Um site de recrutamento cheio de fotos de jovens sorrindo, frases motivacionais e uma lista generosa de benefícios. Até que, no rodapé de cada vaga, aparece o aviso: “não se candidate se você não estiver disposto a trabalhar cerca de 70 horas por semana, presencialmente, em Nova York”. A descrição é da Rilla, empresa de tecnologia sediada nos Estados Unidos, que virou símbolo de uma prática cada vez mais discutida no setor: a cultura 996, jornadas que, na prática, significam trabalhar das 9h às 21h, seis dias por semana.

A Rilla desenvolve sistemas baseados em Inteligência Artificial capazes de monitorar vendedores fora do escritório, durante interações com clientes. Para a empresa, o ritmo acelerado não é visto como sacrifício, mas como parte do “perfil” buscado no time. O chefe de crescimento, Will Gao, afirma que a companhia procura profissionais “como atletas olímpicos”, com “obsessão” e “ambição infinita”, defendendo que não existe uma estrutura rígida e que, em alguns dias, alguém pode trabalhar até de madrugada e, no seguinte, começar mais tarde.
O avanço acelerado da IA é o motor da escala 996. Start-ups e empresas financiadas por capital de risco vivem uma espécie de “corrida do ouro”: a pressão para lançar primeiro, escalar mais rápido e monetizar antes do concorrente empurra equipes para jornadas longas. Recrutadores e investidores apontam que, em companhias muito jovens, a crença é simples: “mais horas = mais chance de vencer a corrida”.
Esse discurso encontra eco em empreendedores que tratam o trabalho como “jogo”. É o caso do alemão Magnus Müller, fundador da Browser-Use, que vive em uma “casa de hacker”, um espaço compartilhado de moradia e trabalho, onde a equipe troca ideias o tempo todo. Para ele, quem busca uma rotina de 40 horas semanais dificilmente se encaixa: a empresa quer pessoas “viciadas” no que fazem.

O outro lado: produtividade e burnout
A lógica do “quanto mais, melhor” é contestada por especialistas e até por investidores do Vale do Silício. Deedy Das, sócio de uma firma de capital de risco, afirma que um erro comum de fundadores iniciantes é confundir horas trabalhadas com produtividade. A crítica é direta: longas jornadas podem até parecer comprometimento no curto prazo, mas tendem a gerar exaustão e queda de eficiência no médio e longo prazo, além de afastar profissionais experientes e pessoas com família.

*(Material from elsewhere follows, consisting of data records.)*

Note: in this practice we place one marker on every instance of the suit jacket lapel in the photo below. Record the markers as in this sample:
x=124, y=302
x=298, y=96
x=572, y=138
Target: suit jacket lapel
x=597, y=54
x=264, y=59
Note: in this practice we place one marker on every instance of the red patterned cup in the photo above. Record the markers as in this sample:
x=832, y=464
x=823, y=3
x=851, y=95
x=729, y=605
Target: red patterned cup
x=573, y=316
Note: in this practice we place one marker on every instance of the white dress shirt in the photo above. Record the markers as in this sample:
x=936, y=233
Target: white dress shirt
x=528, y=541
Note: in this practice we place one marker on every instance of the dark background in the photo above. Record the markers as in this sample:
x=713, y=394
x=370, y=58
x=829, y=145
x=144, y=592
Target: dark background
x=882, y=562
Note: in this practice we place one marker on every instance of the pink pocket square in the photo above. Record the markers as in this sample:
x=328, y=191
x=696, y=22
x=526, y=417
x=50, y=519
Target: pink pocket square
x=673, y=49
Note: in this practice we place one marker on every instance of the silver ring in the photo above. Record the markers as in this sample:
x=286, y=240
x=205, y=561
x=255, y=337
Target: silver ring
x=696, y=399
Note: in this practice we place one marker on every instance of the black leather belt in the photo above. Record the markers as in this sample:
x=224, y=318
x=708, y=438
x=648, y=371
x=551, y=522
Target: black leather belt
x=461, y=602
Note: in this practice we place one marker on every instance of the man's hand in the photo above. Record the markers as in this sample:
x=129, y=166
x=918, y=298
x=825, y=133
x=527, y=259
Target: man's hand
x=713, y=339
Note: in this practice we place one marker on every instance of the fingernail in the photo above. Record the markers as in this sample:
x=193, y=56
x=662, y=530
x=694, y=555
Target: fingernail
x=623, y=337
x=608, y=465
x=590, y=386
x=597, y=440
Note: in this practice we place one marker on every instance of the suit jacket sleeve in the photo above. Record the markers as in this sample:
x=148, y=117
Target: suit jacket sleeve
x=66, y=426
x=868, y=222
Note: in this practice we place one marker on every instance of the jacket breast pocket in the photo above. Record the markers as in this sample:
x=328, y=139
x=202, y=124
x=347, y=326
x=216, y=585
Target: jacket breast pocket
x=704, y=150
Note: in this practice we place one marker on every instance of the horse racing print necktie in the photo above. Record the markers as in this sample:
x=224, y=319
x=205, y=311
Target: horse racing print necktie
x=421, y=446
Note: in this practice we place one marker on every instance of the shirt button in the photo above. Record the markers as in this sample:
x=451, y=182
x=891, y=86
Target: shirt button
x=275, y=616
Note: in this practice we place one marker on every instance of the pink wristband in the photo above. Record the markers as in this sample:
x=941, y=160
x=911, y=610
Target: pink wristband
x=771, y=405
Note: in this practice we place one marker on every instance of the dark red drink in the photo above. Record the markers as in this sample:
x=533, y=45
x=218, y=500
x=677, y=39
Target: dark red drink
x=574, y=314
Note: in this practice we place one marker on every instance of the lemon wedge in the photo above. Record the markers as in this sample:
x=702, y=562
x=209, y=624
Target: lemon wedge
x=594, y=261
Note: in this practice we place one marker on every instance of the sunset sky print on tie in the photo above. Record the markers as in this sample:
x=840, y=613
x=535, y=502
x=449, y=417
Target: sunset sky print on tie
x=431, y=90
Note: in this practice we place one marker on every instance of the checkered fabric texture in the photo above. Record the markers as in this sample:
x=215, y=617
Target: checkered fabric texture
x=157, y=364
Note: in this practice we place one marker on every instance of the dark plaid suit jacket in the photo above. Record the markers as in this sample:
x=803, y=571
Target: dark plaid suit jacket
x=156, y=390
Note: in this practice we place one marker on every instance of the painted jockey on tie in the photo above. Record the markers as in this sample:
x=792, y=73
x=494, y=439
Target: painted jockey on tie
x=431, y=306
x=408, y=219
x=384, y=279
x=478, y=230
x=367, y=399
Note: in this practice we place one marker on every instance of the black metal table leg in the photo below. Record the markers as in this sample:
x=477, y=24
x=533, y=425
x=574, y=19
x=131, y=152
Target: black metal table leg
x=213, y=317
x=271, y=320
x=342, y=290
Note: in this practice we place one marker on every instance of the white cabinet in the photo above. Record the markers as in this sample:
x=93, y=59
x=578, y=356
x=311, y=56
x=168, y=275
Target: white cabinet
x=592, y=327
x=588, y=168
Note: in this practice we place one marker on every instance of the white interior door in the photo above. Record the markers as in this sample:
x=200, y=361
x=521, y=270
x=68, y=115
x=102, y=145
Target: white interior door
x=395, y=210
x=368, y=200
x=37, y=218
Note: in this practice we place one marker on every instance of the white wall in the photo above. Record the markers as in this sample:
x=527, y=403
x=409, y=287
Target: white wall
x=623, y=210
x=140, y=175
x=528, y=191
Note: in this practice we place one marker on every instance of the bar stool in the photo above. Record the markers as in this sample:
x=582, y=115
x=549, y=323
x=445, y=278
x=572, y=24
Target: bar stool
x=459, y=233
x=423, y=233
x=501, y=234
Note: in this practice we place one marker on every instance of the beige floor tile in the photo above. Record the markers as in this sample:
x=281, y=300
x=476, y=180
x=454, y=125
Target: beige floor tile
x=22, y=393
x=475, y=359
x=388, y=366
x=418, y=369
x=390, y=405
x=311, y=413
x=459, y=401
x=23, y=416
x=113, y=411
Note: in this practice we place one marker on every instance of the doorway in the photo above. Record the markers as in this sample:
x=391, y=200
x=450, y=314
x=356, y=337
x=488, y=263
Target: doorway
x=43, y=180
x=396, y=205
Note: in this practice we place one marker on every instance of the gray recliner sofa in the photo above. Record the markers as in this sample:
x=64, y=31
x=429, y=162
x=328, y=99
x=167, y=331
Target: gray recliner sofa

A pesquisadora Tamara Myles, que estuda cultura organizacional, chama atenção para um ponto sensível: muitas empresas não escondem o 996, elas “vendem” essa cultura como troféu. Mas aceitar essa rotina nem sempre é uma escolha totalmente livre: pode haver fatores como mercado de trabalho difícil, dependência de visto, medo de perder o emprego e uma dinâmica de poder que limita a possibilidade de dizer “não”.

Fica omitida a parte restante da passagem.